A colleague at Macmillan Education arranged a meeting in New York for editors to meet with Art Graesser, a Psychology professor at the University of Memphis who researches and designs in the Memphis Intelligent Tutoring Systems Center (MITSC), which is part of the Advanced Distributed Learning Center for Intelligent Tutoring Systems Research and Development (ADL-CITSRD), a government partnership, which is located in the FedEx Institute of Technology (FIT, and yes, there will be an acronym test at the end of this post; it is 50% of your grade.) The purpose of the meeting was to learn about different approaches to automated writing assessment.

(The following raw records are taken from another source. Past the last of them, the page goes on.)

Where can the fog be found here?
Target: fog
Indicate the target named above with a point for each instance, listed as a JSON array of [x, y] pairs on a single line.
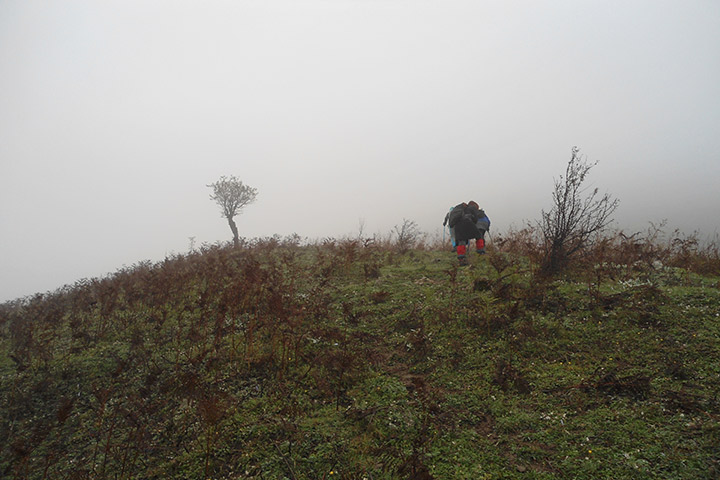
[[116, 115]]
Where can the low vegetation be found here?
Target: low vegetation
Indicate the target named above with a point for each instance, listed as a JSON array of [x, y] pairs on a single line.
[[351, 359]]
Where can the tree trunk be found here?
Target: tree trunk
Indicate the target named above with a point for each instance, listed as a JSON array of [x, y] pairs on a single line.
[[233, 227]]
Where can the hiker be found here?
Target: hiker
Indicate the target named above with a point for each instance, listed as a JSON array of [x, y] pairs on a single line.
[[470, 222], [451, 229]]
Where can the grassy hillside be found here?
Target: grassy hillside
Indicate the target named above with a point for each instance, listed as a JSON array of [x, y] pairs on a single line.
[[345, 360]]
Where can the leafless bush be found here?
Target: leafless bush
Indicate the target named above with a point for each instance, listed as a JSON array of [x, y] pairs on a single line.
[[408, 235], [576, 220]]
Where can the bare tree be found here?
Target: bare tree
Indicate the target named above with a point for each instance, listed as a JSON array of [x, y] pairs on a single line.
[[232, 195], [577, 216]]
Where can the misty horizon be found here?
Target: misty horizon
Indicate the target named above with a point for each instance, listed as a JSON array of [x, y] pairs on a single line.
[[115, 116]]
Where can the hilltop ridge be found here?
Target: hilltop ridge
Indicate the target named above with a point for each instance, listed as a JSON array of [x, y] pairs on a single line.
[[350, 360]]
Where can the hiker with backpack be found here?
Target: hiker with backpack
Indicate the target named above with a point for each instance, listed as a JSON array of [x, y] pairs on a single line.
[[469, 222]]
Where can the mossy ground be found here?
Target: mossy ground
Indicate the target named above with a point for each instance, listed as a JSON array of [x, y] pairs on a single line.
[[348, 361]]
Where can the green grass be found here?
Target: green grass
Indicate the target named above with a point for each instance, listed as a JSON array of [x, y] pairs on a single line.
[[342, 361]]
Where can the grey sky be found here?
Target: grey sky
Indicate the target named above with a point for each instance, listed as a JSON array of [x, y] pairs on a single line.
[[114, 116]]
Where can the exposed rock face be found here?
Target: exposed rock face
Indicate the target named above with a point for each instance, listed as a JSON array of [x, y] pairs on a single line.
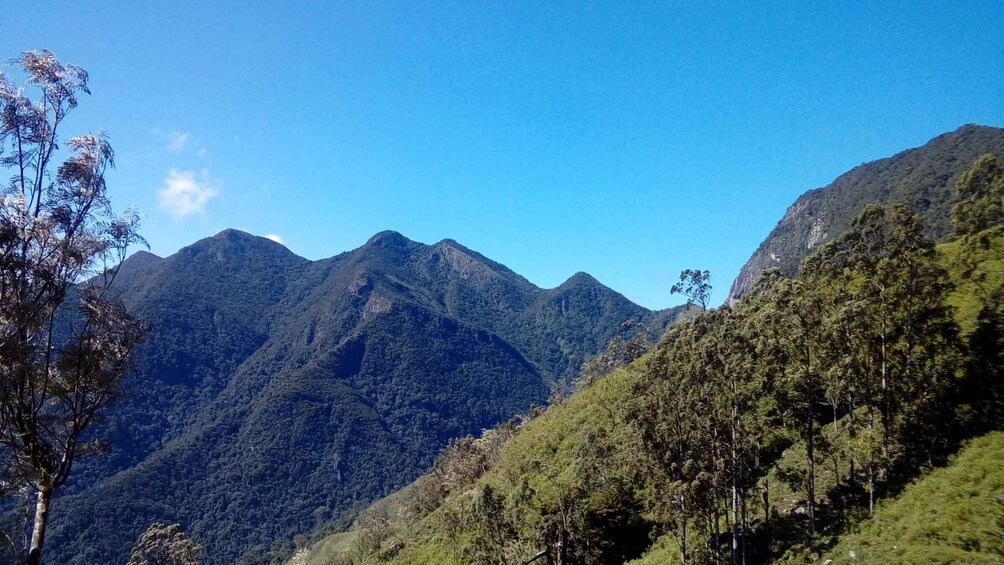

On the way to discussing automated assessment of writing, Art described some other projects from MITSC:
AutoTutor (http://www.memphis.edu/mitsc/capabilities/team-memphis-projects/autotutor/index.php), where, as a student works at a self-paced tutorial, two "agents," software coded to track what the student is doing (or not doing), are triggered by student actions in the tutorial. So a student might make a mistake in identifying a key idea, and the first agent, might trigger a text or audio message asking the student a question. The second agent might comment on the first agent's question or on the student response, creating a kind of learning dialog among the two agents and the student about the item under study. The Turing Test becomes Turing Tutors. Now, if this sounds bizarre, wait: the research from Art and his team shows that students who study in the tutoring software do slightly better on shallow knowledge (recall, definition, summary) of content than students who read only, but do significantly better at deeper knowledge (reasoning, synthesis, and communication) than students who read only. The acts of dialog, of drawing student attention to thinking in new ways, of answer or at least considering questions the agents posed, leads to deeper learning.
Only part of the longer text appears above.